The chapter does not overview the merits of the Locator/Identifier separation paradigm. Rather, the aim is to provide a thorough analysis of the security aspects, assessing the security level of the architecture and providing recommendations on possible practices to improve it.
TopIntroduction
Since its creation, the Internet has grown at a rapid pace and the protocols, whose principles have been designed more than thirty years ago at the dawn of the Internet, are starting to show their scalability and maintainability limits (Meyer, Zhang, & Fall, 2007; BGP Routing Table Analysis Report).
To give the Internet a second birth, removing (or at least evading) current limitations, allowing continuing its growth, improving its scalability and performance, Future Internet architectures are under consideration, mostly (if not always) based on the Locator/Identifier separation paradigm. It exists a general consensus in the research community, but also among Internet operators and manufacturers, that such a paradigm is the most promising technology that, if correctly engineered, can be incrementally deployed, enhancing Internet’s scalability and even providing additional benefits (e.g., scalable support for multi-homing and flexible traffic engineering) (Li, 2011; Quoitin, Iannone, de Launois, & Bonaventure, 2007; Saucez, Donnet, Iannone, & Bonaventure, 2008).
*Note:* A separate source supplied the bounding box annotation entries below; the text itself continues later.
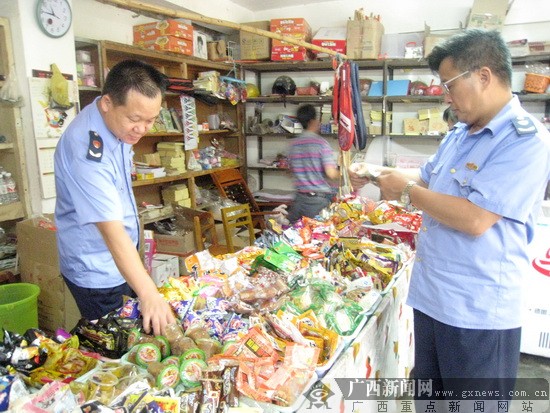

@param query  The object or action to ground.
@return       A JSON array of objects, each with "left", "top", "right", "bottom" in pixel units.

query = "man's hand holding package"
[{"left": 139, "top": 291, "right": 175, "bottom": 335}]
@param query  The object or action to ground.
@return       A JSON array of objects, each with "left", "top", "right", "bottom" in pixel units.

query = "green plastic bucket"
[{"left": 0, "top": 283, "right": 40, "bottom": 340}]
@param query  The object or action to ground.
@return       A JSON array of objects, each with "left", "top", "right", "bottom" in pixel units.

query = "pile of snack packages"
[{"left": 0, "top": 197, "right": 421, "bottom": 412}]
Due to its open nature, in the Internet attacks and security threats are commonplace, and where their number is relentlessly growing (Wood et al., 2012). Therefore, for every proposed Future Internet architecture, its security model and threats analysis becomes of primary importance, and should be carried out with care, preferably even before any commercial deployment (Bos et al., 2009). Unfortunately, reality is different. Current research activities on Future Internet seldom tackle security aspects, very often providing only a very short and high-level analysis.
In the aim of bridging this gap, this chapter presents a security analysis for map-and-encap based Locator/Identifier separation approaches, taking the Locator/Identifier Separation Protocol (LISP) as running example of such kind of architectures in order to provide real and concrete cases.
The Locator/Identifier Separation Protocol (LISP) (Farinacci, Fuller, Meyer, & Lewis, 2012), first proposed by Cisco at the IRTF (Internet Research Task Force) and now under specification at the IETF (Internet Engineering Task Force), is an instantiation of the paradigm separating locators and identifier. Its success is also due to its inherent properties of incremental deployability, which is a very important adoption incentive factor for any new architecture. Indeed, in order to design a viable solution, existing constrains (e.g., current OS protocol stack implementations, inter-domain routing, and prefix allocation policies) have to be taken into account, avoiding disrupting the existing communication infrastructure, whilst providing benefits, hence incentives, for early adopters (Iannone & Levä, 2010).
The present chapter starts by providing some background information, describing the map-and-encap Locator/Identifier separation in its LISP instantiation. Except for the LISP specific header, the main functioning of the protocol is valid for any other solution in the same class (e.g., Menth, Hartman, & Klein, 2010; Frejborg, 2011; Jen, Meisel, Massey, Wang, Zhang, & Zhang, 2007). The reader familiar with LISP or the general Locator/Identifier separation paradigm can safely skip this overview. Then, a brief introduction on the main class of attacks (at network layer) and the way they are carried out is proposed.